Department of Dermatology, Seoul National University College of Medicine and Laboratory of Cutaneous Aging Research, Clinical Research Institute, Seoul National University Hospital, Seoul, Korea

Correspondence: Jin Ho Chung, MD, PhD, Department of Dermatology, Seoul National University Hospital, 28 Yungon-dong, Chongno-Gu, Seoul 110-744, Korea. Email: jhchung@snu.ac.kr

¹These authors contributed equally to this work.

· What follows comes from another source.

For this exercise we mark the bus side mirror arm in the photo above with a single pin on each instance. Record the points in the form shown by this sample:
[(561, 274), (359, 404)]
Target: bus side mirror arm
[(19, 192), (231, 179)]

Received 27 January 2004; Revised 31 August 2004; Accepted 5 October 2004; Published online 19 January 2005.

Abstract

Dehydroepiandrosterone (DHEA) and its sulfate conjugate (DHEA-S) are the most abundantly produced human adrenal steroids to be reduced with age. DHEA may be related to the process of skin aging through the regulation and degradation of extracelluar matrix protein. In this study, we demonstrate that DHEA can increase procollagen synthesis and inhibit collagen degradation by decreasing matrix metalloproteinases (MMP)-1 synthesis and increasing tisuue inhibitor of matrix metalloprotease (TIMP-1) production in cultured dermal fibroblasts. DHEA was found to inhibit ultraviolet (UV)-induced MMP-1 production and the UV-induced decrease of procollagen synthesis, probably due to the inhibition of UV-induced AP-1 activity. DHEA (5%) in ethanol:olive oil (1:2) was topically applied to buttock skin of volunteers 12 times over 4 weeks, and was found to significantly increase the expression of procollagen 1(I) mRNA and protein in both aged and young skin. On the other hand, topical DHEA significantly decreased the basal expression of MMP-1 mRNA and protein, but increased the expression of TIMP-1 protein in aged skin. We also found that DHEA induced the expressions of transforming growth factor-1 and connective tissue growth factor mRNA in cultured fibroblasts and aged skin, which may play a role in the DHEA-induced changes of procollagen and MMP-1 expression. Our results suggest the possibility of using DHEA as an anti-skin aging agent.